Chiasmocleis magnova Moravec and Köhler, 2007 View in CoL Figures 32 View Fig , plate 6G–H

Syncope magnova: ( de Sá et al., 2012) View in CoL .

HOLOTYPE: MHNSM 19993 View Materials , not examined.

TYPE LOCALITY: The type locality is 31 km on the road from Iquitos to Nauta, ca. 40 km straight SW of Iquitos (04 ° 009 S, 73 ° 269 W), Departamento Loreto, Peru.

DIAGNOSIS: A small species for the genus; SVL in females 16.7–18.3 mm ( Moravec and Köhler, 2007). We had no access to male specimens. Body slender, snout rounded in dorsal and lateral views. FI much reduced without subarticular tubercle, tip slightly pointed; FII and FIII well developed with hardly visible subarticular tubercles, one on FII and two on FIII; FIV reduced, without subarticular tubercles; fingers only slightly fringed according to Moravec and Köhler (2007), not fringed in the sole specimen examined (AMNH 103550); palmar tubercles not present; relative finger lengths I,IV,II,III. Five distinctive toes present; TI reduced, tip does not reach tubercle of TII by a wide margin; toes only slightly fringed, not webbed; tips of TI pointed, TII–IV rounded with terminal discs present. Relative toe lengths I,II,V,III,IV. Dermal spines present on dorsum, posterior surface of thighs, toes, and tarsus; absent on fingers. No femoral stripe present. Venter (belly and undersurfaces of thighs) beige with small light spots. Few large unpigmented eggs ( Moravec and Köhler, 2007).

CALL AND TADPOLES: Unknown.

REMARKS: Moravec and Köhler (2007), when describing the species, suggested that this species might be associated with the genus Syncope (all former members of Syncope are now included in our Chiasmocleis hudsoni clade). This was based mostly on the basis of the presence of few large eggs (a condition also present in Syncope: Krügel and Richter, 1995 ; Silva and Meinhardt, 1999) and the significant digit reduction.
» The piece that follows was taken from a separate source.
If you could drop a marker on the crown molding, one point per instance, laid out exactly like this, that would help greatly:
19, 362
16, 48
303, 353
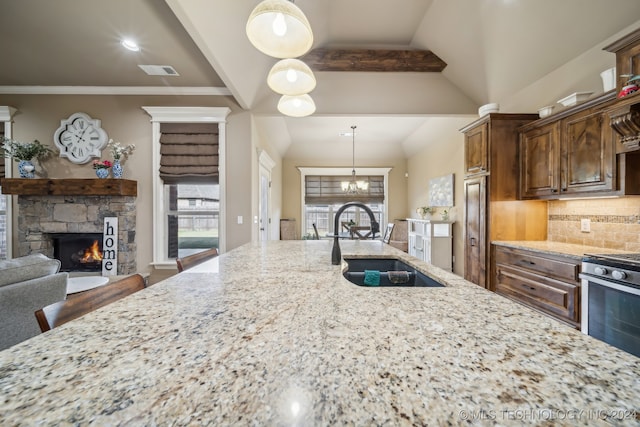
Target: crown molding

In our analysis, the sole specimen of Chiasmocleis magnova (sequence from de Sá et al., 2012) is well supported as the sister to a clade containing C. antenori , C. carvalhoi , and C. tridactyla while they all form the sister clade to C hudsoni plus C. haddadi , sp. nov. Studies on the ecology of C. magnova can provide useful insights on the evolution of the group as a whole, as it seems C. magnova can be a transitional form between the more general Chiasmocleis body plan, and the miniaturized C. antenori , C. carvalhoi , and C. tridactyla .

DISTRIBUTION (fig. 27): Known from the vicinities of the type locality, in Iquitos, Departamento Loreto, Peru.